Navigating the Two-Midnight Rule with Medicare Advantage

By Tiffany Ferguson, LMSW, CMAC, ACM

In its Contract Year 2026 Medicare Advantage and Part D Final Rule (CMS-4208-F), the Centers for Medicare & Medicaid Services (CMS) addressed ongoing confusion about how Medicare Advantage (MA) plans apply inpatient criteria, specifically the “two-midnight rule” and how this interacts with appeal processes through the Independent Review Entity (IRE).

Layered deep in the seventh provision to clarify terminology regarding inpatient level of care, which primarily surrounds clarification of concurrent status changes and notice requirements for MA plans to patients, you will find a question from a key commenter who raised concerns about the disconnect between the two-midnight presumption used in traditional Medicare and the flexibility afforded to MA plans in denying inpatient claims.

The concern focused on the patient experience: beneficiaries are often admitted under an inpatient order, only to learn later that their stay has been reclassified as outpatient or observation, despite receiving the same level of hospital care. This results in potential financial liability and confusion, particularly when coverage status changes mid-stay.

Despite the gains that many hospitals felt regarding MA final rule 4201, this appears to be an interesting clarification regarding the difference between the two-midnight presumption verse the two-midnight benchmark.

CMS clarified that while the rule strengthens various enrollee protections, it does not extend the two-midnight presumption to MA plans. The presumption, which deems inpatient admissions crossing two midnights as appropriate for Part A payment, was designed as a safeguard for traditional Medicare post-payment reviews conducted by Recovery Audit Contractors (RACs) or Quality Improvement Organizations (QIOs).

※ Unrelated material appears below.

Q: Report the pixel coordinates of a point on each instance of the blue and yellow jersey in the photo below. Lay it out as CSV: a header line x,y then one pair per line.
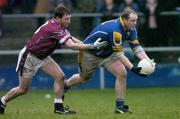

The response then went on to say that this ruling is not a universal standard and does not bind MA organizations.

MA plans, however, are required to follow the inpatient admission criteria outlined in 42 CFR §412.3, commonly referred to as the “two-midnight benchmark.” This means that if a physician expects the patient to require hospital care spanning at least two midnights and formally admits the patient as such, the criteria for inpatient coverage may be met assuming the documentation supports medical necessity.

Importantly, CMS emphasized that if the IRE overturns an MA denial and determines that the inpatient admission meets criteria under §412.3, MA plans must honor the IRE’s decision and effectuate payment.

Although the two-midnight presumption remains outside the MA scope, CMS has taken other steps in the final rule to reduce patient and provider burden. These include stronger notice requirements for communication tools from MA plans to ensure level of care changes are communicated timely to patients, clarification on when MA beneficiary financial liability is triggered, and limitations on retroactive reclassification of previously approved inpatient stays.

To safeguard against the two-midnight benchmarking allowance for MA plans, the burden of proof will remain on providers to ensure thorough documentation surrounding intentions for admission, and the clinical rationale for inpatient care.